Well, I knew there’d be no red for the bears on Monday morning for one simple reason: crypto was having none of it. Ethereum in particular wasn’t about to budge below its support line. Not even a little:

And, at the same time, the whole “risk on” environment seems to be going hand-in-hand with people walking about from the boring old world of bonds, as /ZB continues to slide (and, thus, interest rates continue to soar – – which, which sky-high energy, is sure to make for a crackerjack economy).

Indeed, besides bonds, the only red on the screen right now is crude oil for a change.

As for equities, we’re still in this grinding range between 4244 for top and 4071 on the bottom. The /ES hasn’t pushed as high as 4244, actually. It only got a little above 4200. I merely mention 4244 since that’s the Fibonacci level, and should we pass 4202, then 4244 would be the next logical level to watch.

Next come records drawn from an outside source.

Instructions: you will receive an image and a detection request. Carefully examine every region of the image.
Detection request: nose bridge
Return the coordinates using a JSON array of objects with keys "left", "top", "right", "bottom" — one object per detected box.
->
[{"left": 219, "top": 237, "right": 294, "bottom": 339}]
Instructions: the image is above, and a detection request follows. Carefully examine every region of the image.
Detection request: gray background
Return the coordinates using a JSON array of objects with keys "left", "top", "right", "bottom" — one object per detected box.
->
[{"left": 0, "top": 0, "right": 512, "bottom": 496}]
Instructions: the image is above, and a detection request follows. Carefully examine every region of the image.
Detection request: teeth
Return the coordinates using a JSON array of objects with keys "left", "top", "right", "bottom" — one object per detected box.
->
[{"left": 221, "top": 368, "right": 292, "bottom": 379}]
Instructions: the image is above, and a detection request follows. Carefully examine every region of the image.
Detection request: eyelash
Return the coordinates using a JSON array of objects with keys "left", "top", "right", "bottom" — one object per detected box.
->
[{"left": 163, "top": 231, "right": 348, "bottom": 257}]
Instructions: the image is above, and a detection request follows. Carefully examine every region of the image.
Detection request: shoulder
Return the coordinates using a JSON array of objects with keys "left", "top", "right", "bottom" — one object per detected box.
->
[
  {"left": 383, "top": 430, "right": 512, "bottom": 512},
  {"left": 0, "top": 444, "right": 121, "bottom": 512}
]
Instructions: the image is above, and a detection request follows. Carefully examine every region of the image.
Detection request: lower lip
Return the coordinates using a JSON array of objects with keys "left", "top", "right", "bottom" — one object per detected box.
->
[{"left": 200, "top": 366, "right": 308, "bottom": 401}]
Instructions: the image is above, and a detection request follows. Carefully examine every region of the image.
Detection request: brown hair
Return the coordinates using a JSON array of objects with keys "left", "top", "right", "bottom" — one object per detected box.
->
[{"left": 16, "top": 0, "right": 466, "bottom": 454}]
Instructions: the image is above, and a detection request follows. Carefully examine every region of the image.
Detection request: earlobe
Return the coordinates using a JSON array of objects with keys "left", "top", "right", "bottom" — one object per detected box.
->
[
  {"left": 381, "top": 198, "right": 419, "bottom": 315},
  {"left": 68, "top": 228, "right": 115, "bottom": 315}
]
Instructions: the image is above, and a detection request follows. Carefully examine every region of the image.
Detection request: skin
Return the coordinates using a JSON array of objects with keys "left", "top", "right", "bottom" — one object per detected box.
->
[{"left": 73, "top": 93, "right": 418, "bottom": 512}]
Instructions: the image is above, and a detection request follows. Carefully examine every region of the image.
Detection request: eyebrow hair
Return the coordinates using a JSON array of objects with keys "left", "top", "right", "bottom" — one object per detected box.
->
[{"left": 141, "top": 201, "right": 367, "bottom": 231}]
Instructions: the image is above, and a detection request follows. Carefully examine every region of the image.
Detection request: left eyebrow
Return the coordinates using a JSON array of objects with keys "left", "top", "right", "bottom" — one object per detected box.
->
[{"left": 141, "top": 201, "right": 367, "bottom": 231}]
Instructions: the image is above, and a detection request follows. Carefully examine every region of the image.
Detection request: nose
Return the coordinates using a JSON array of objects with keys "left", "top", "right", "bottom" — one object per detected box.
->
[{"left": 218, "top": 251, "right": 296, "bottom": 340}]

The bottom line is that the bulls have been winning ever since May 20th, and volatility has been dying like a fish on a sidewalk.

For my own portfolio, I’ll have to remain in a purely defensive mode, abandoning any charts that seem to be overly strong and otherwise laying relatively low until it’s clear that the bulls will stop beating us over the head with a mallet. Keep in mind the monster event isn’t until next Wednesday, which is (yet another) big FOMC meeting and announcement.